Visuellement, c'est bien sûr le trou noir géant qui est la "vedette" de ce film, et qui en restera certainement le symbole, comme les monolithes pour 2001. Pour la première fois, on peut voir sur grand écran un trou noir très réaliste, avec son disque d'accrétion autour de lui, composé de photons en rotation rapide. On observe simultanément un dédoublement de cette lumière en raison d'un effet dit de "lentille gravitationnelle" (gravitational lensing), déformation de l'espace due à la densité extrême du trou noir.

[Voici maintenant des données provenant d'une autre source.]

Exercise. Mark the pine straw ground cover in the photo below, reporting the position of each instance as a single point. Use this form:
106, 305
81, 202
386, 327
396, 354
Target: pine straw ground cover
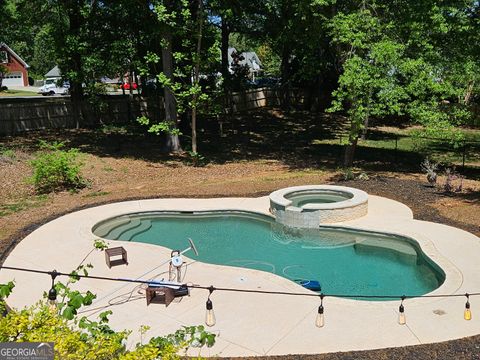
121, 168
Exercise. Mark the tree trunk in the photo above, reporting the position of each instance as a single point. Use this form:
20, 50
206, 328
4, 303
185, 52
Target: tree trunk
196, 77
75, 64
227, 93
350, 152
285, 75
172, 142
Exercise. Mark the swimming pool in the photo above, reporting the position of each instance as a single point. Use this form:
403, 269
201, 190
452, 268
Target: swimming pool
348, 262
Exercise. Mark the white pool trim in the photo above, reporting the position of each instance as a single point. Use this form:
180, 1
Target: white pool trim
250, 324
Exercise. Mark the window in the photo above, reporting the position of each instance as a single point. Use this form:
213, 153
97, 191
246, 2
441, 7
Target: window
3, 57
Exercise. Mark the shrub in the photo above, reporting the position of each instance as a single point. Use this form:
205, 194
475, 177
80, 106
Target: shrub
430, 168
453, 181
56, 169
347, 174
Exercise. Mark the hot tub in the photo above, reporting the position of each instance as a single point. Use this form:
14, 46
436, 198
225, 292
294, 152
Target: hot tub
310, 206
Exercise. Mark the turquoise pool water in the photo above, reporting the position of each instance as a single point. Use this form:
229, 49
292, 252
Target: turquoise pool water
343, 261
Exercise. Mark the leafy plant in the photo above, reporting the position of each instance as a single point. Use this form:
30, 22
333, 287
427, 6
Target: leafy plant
6, 155
347, 174
56, 169
430, 168
196, 158
453, 181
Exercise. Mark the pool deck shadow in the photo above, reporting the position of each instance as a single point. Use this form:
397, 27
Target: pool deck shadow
253, 324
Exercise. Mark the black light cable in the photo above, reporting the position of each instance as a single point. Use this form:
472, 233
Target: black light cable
210, 316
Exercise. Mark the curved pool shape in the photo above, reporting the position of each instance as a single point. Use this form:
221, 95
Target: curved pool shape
309, 206
347, 262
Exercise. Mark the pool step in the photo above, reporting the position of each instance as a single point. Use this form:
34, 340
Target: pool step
105, 229
117, 232
129, 234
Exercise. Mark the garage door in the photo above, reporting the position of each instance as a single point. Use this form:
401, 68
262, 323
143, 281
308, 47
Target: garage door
13, 79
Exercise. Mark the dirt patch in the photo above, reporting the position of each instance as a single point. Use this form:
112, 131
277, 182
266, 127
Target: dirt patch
126, 168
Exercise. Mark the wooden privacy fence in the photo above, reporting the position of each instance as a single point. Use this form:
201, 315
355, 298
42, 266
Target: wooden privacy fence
23, 114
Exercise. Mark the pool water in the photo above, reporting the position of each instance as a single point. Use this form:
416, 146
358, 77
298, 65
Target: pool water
343, 261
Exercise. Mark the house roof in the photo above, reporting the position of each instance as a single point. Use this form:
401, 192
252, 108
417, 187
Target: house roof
19, 59
55, 72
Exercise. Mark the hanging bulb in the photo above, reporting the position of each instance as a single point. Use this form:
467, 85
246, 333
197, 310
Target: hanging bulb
210, 315
320, 320
52, 299
467, 314
402, 320
52, 293
210, 319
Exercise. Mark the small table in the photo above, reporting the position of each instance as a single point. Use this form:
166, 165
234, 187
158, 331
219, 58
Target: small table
159, 295
115, 252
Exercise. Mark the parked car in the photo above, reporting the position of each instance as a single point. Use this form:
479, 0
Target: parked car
52, 87
126, 86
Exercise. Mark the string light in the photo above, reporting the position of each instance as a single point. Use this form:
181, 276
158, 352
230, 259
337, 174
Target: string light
320, 321
210, 315
402, 320
52, 293
210, 319
467, 314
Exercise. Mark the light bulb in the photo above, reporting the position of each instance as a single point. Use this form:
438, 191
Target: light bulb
210, 315
52, 298
402, 320
52, 305
320, 321
467, 314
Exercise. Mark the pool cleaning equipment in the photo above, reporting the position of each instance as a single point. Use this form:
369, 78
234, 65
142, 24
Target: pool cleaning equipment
176, 262
191, 247
313, 285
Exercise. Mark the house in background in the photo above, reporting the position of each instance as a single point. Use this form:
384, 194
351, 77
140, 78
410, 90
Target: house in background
17, 68
247, 58
54, 73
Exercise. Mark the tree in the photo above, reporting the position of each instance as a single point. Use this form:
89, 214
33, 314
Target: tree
394, 62
185, 59
3, 73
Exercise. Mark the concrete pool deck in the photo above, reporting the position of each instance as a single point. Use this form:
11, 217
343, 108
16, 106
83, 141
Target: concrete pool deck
254, 324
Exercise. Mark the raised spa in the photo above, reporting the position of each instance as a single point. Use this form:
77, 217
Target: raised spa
312, 205
348, 262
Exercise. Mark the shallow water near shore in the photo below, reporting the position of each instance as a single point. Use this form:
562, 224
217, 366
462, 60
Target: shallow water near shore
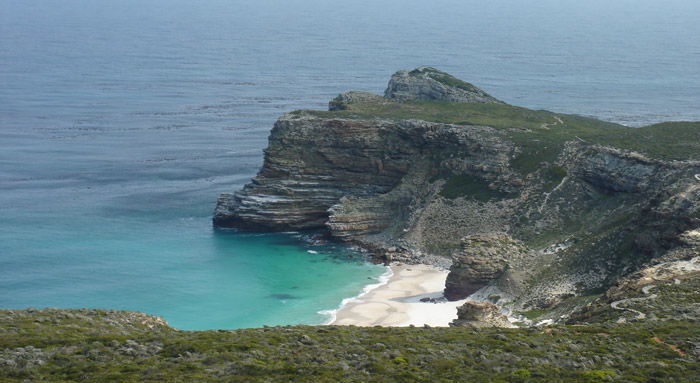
122, 122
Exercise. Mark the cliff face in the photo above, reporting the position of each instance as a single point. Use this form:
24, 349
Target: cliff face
581, 202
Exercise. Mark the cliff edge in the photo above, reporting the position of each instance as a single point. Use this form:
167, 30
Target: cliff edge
567, 205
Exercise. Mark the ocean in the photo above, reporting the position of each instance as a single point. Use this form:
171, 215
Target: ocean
122, 122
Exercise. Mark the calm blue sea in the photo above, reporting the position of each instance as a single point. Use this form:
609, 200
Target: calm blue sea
122, 121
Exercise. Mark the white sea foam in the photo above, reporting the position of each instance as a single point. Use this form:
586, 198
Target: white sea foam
383, 280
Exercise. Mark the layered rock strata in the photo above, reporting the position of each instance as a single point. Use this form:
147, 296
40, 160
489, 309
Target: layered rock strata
425, 83
530, 203
481, 260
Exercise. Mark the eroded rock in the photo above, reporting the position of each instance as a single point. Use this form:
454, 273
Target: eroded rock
425, 83
480, 260
480, 314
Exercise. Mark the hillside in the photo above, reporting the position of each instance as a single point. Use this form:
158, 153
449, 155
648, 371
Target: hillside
437, 164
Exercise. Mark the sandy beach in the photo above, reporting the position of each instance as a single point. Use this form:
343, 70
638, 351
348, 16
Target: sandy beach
397, 303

On voit donc à la fois le disque lumineux selon un plan horizontal et aussi sur un plan vertical. 

Pour plus de précisions sur la physique des trous noirs, on peut se renseigner sur le blog de Jean-Pierre Luminet, qui note quelques imprécisions dans le film, malgré la participation de l'astrophysicien Kip Thorne au projet (on sent du reste Luminet un peu jaloux du succès de ce dernier..). Cette représentation d'un trou noir parfaitement symétrique reste une vue d'artiste. En réalité, comme le montre Luminet, un tel phénomène présenterait une luminosité inégale selon la distance au centre de gravité. 

(blog de Jean-Pierre Luminet)

(blog de Jean-Pierre Luminet)

Interstellar offre donc un bel exemple de rencontre entre art et science, mais c'est tout de même l'art qui prend le dessus : Nolan n'a pas voulu faire un documentaire sur les phénomènes stellaires.